A ceux qui ont peur d’un monde global moins humain, à tous les conservateurs et à tous les réactionnaires, il faut répondre que la mondialisation c’est aussi et surtout la mondialisation des valeurs, la mondialisation des droits de l’homme, de la démocratie et des cultures, que c’est aussi la mondialisation de l’échange et notamment de l’échange du savoir. Il faut répondre encore que plus de droits de l’homme, plus de démocratie et plus de savoir pour chaque habitant de ce monde, c’est cela le vrai humanisme. Les libéraux doivent dire à leurs concitoyens que la France ne peut pas rester sur le bord du chemin d’un monde nouveau qui n’est autre que celui qu’elle a inventé. Car après tout, la construction de la France c’est d’abord l’abolition des féodalités locales, la suppression des octrois, le remplacement du pouvoir autoritaire par la démocratie et le savoir pour tous. Ce parcours a donné aux Français la paix et la prospérité qui est la leur aujourd’hui. La mondialisation c’est ce même parcours pour tous les citoyens du monde. Le libéralisme, c’est la confiance dans la capacité des hommes à faire ce chemin vers la modernité.
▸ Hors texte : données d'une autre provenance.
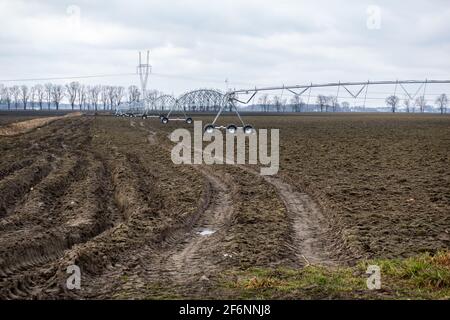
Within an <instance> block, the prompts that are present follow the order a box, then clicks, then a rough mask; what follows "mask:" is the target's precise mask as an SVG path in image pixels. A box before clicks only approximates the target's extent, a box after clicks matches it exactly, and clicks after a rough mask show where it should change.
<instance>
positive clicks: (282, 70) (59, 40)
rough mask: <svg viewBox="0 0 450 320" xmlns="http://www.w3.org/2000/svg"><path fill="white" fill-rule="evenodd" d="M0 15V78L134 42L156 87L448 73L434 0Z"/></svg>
mask: <svg viewBox="0 0 450 320" xmlns="http://www.w3.org/2000/svg"><path fill="white" fill-rule="evenodd" d="M0 16H1V19H0V79H16V78H41V77H57V76H78V75H92V74H115V73H130V72H134V71H135V70H136V68H135V66H136V64H137V54H138V51H139V50H145V49H150V51H151V55H150V63H151V65H152V66H153V72H154V75H153V76H152V77H151V78H150V82H149V87H150V88H155V89H158V90H162V91H165V92H168V93H172V92H173V93H181V92H182V91H185V90H188V89H192V88H197V87H215V88H220V89H225V86H226V85H225V79H229V83H230V86H231V87H236V88H238V87H239V88H240V87H246V86H255V85H258V86H260V85H275V84H282V83H284V84H303V83H308V82H310V81H313V82H328V81H338V80H341V81H358V80H362V81H365V80H367V79H371V80H390V79H393V80H395V79H397V78H399V79H424V78H435V79H444V78H445V79H447V78H450V76H449V71H450V58H449V57H450V5H449V2H448V1H446V0H433V1H430V0H428V1H425V0H423V1H420V0H410V1H376V0H374V1H367V2H366V1H361V0H358V1H356V0H355V1H352V0H350V1H349V0H346V1H321V0H314V1H312V0H310V1H298V0H297V1H280V0H278V1H265V0H257V1H243V0H239V1H212V0H199V1H188V0H183V1H169V0H167V1H162V0H160V1H148V0H147V1H134V0H125V1H120V0H105V1H103V0H100V1H77V0H73V1H61V0H57V1H56V0H55V1H49V0H48V1H46V0H41V1H33V0H27V1H24V0H0ZM169 76H170V77H169ZM175 76H176V77H178V78H175ZM80 81H81V80H80ZM82 81H83V82H85V83H105V84H118V85H119V84H120V85H129V84H132V83H133V84H137V83H138V78H137V76H121V77H108V78H101V79H87V80H82ZM7 84H11V83H7Z"/></svg>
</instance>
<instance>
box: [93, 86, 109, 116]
mask: <svg viewBox="0 0 450 320" xmlns="http://www.w3.org/2000/svg"><path fill="white" fill-rule="evenodd" d="M100 88H101V89H100V100H101V101H102V103H103V110H106V106H107V105H108V101H109V96H108V86H101V87H100ZM95 110H97V109H95Z"/></svg>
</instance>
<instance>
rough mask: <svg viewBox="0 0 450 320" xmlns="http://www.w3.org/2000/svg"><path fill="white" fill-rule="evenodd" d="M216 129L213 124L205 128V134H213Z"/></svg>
mask: <svg viewBox="0 0 450 320" xmlns="http://www.w3.org/2000/svg"><path fill="white" fill-rule="evenodd" d="M214 129H215V127H214V126H213V125H212V124H207V125H206V126H205V129H204V131H205V133H213V132H214Z"/></svg>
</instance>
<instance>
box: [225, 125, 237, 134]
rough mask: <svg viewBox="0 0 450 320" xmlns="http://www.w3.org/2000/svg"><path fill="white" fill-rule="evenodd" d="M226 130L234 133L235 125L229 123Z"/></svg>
mask: <svg viewBox="0 0 450 320" xmlns="http://www.w3.org/2000/svg"><path fill="white" fill-rule="evenodd" d="M227 131H228V132H229V133H231V134H234V133H236V131H237V127H236V126H235V125H234V124H230V125H228V127H227Z"/></svg>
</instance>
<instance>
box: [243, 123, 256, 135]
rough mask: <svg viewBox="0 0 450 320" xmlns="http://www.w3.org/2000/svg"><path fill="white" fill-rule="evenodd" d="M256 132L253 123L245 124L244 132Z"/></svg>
mask: <svg viewBox="0 0 450 320" xmlns="http://www.w3.org/2000/svg"><path fill="white" fill-rule="evenodd" d="M253 132H254V129H253V127H252V126H251V125H246V126H244V133H245V134H252V133H253Z"/></svg>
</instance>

A ceux qui ont peur pour leur emploi et celui de leurs enfants dans un monde ouvert à la concurrence, les libéraux doivent rappeler que ce sont les pays les plus ouverts à la mondialisation qui connaissent le moins de chômage. Les Français par leur culture et leur savoir, les produits français par leur créativité et leur qualité et les entreprises françaises par leur bonne gestion sont universellement reconnus et sont concurrentiels. Mais il y a quand même une condition : ne pas être entravé par l’Etat conservateur, la bureaucratie envahissante et le boulet de l’impôt. Etre libéral, c’est s’opposer à ces entraves, c’est libérer les énergies pour créer les emplois nouveaux que la mondialisation apporte.

Face à ceux qui pensent qu’il faut se protéger de la mondialisation par des quotas et des subventions, un libéral dénonce qu’on ne peut pas à la fois s’indigner à juste titre que près de 3 milliards d’hommes vivent avec moins de 2 dollars par jour et réclamer une subvention du même montant pour chacune de ses vaches. Un libéral ne supporte pas cette injustice.

A ceux enfin qui estiment que la mondialisation des marchés exige de nouvelles institutions permettant aux citoyens du monde d’être représentés et entendus, un libéral répond qu’ils ont raison. Le premier souci, sinon le seul souci d’un libéral, c’est le respect de la liberté individuelle et que jusqu’à présent aucun système politique ne respecte mieux cette liberté que la démocratie. Seul un libéral peut se battre pour une démocratie mondiale garante d’une allocation juste des richesses produites.

Pour un libéral, la mondialisation c’est d’abord et avant tout la liberté pour les hommes d’échanger, de se déplacer, de se parler, de s’aimer, bref de donner le meilleur d’eux-mêmes. C’est une aventure enthousiasmante.